South Africa: Inflation decelerates to nine-month low in February
Latest reading: Consumer prices increased 3.0% on a year-on-year basis in February, following a 3.5% increase in the previous month. February’s reading was the weakest since May 2025 and marginally undershot market expectations.
Relative to the previous month’s data, there were reduced price pressures for food and non-alcoholic beverages (+3.7% on a year-on-year basis vs +4.4% in January) and transportation (-2.1% vs -0.2% in January).
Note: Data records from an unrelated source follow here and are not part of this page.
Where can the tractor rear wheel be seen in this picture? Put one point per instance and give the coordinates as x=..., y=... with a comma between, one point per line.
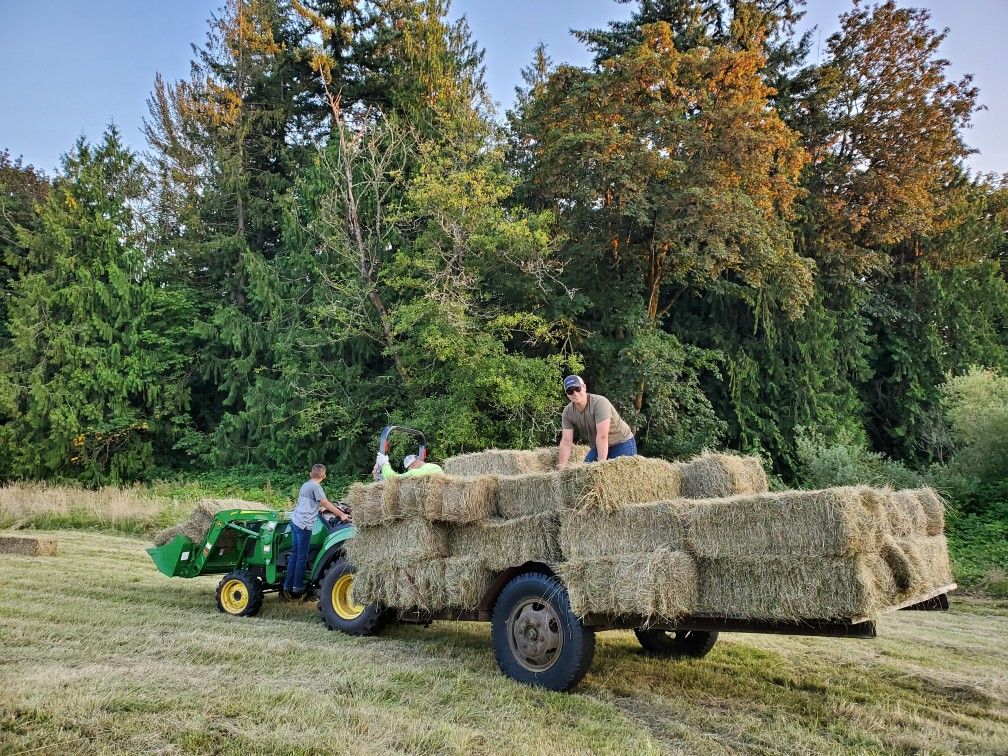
x=339, y=610
x=239, y=594
x=537, y=639
x=676, y=644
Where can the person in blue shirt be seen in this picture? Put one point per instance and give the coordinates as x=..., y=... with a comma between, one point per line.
x=310, y=498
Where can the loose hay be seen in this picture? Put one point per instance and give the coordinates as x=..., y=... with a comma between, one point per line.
x=641, y=527
x=658, y=585
x=200, y=521
x=834, y=522
x=919, y=565
x=510, y=461
x=522, y=495
x=500, y=543
x=625, y=480
x=456, y=583
x=461, y=500
x=16, y=544
x=795, y=589
x=398, y=543
x=374, y=503
x=715, y=476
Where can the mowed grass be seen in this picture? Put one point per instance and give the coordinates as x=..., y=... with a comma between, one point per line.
x=99, y=652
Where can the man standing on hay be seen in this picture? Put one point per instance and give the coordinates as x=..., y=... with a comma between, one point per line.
x=309, y=499
x=597, y=421
x=413, y=466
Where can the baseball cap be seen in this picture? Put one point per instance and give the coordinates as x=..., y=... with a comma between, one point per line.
x=573, y=380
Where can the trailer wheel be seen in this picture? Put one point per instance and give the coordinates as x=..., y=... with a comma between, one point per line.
x=676, y=644
x=537, y=639
x=239, y=594
x=336, y=602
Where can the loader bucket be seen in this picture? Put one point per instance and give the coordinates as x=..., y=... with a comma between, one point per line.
x=174, y=556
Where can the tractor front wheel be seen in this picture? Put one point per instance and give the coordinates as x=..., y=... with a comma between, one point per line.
x=676, y=644
x=239, y=594
x=339, y=610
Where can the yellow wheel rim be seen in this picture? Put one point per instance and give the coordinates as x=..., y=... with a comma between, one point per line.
x=234, y=597
x=342, y=601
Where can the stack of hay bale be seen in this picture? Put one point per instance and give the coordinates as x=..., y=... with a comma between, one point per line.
x=646, y=537
x=843, y=552
x=201, y=519
x=434, y=542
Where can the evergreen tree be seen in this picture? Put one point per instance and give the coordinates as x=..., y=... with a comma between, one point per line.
x=91, y=379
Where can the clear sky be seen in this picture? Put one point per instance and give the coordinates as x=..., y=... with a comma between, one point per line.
x=71, y=67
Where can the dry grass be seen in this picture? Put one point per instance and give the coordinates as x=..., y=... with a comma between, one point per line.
x=399, y=543
x=658, y=585
x=114, y=657
x=458, y=582
x=503, y=543
x=714, y=476
x=793, y=589
x=835, y=522
x=510, y=461
x=625, y=480
x=630, y=529
x=18, y=544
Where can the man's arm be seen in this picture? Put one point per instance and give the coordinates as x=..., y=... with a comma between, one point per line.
x=602, y=438
x=567, y=446
x=331, y=507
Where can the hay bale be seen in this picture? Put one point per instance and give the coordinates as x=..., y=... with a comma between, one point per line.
x=522, y=495
x=640, y=527
x=397, y=543
x=501, y=543
x=715, y=476
x=375, y=503
x=455, y=583
x=460, y=500
x=774, y=588
x=934, y=508
x=625, y=480
x=834, y=522
x=918, y=565
x=466, y=582
x=22, y=546
x=658, y=585
x=510, y=461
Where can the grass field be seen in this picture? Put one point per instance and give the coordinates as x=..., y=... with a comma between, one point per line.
x=99, y=652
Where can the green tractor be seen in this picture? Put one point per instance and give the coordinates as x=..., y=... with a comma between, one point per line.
x=250, y=548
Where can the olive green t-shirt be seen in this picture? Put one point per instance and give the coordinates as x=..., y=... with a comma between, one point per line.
x=599, y=408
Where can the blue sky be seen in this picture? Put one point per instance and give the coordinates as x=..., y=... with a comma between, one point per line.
x=70, y=68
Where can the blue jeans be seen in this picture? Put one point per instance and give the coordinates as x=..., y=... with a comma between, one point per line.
x=626, y=449
x=298, y=559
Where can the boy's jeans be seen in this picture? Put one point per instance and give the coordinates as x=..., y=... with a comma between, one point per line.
x=297, y=560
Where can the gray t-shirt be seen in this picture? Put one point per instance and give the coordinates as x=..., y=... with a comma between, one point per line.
x=308, y=499
x=597, y=409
Finally, the variation in housing and utilities prices was the same as in the prior month (+4.8% in February and January).
Meanwhile, core consumer prices increased 3.0% in annual terms in February, following a 3.4% rise in the prior month.
Finally, consumer prices were up 0.39% in February on a month-on-month basis, following a 0.19% rise in the previous month.
Outlook: Our Consensus is for inflation to pick up from current levels in Q2 2026, before broadly stabilizing through Q1 2027, nudging the upper bound of the South African Reserve Bank’s 2.0–4.0% target band.
Overall in 2026, inflation will top 2025’s 21-year low, but will remain within the target band. Lower interest rates and faster wage growth will exert upside price pressures.
Key risks to the inflation outlook include extreme weather events, power cuts and commodity price spikes; in particular, a prolonged war in the Middle East leading to higher-for-longer oil prices is a key upside risk—South Africa is a net oil importer.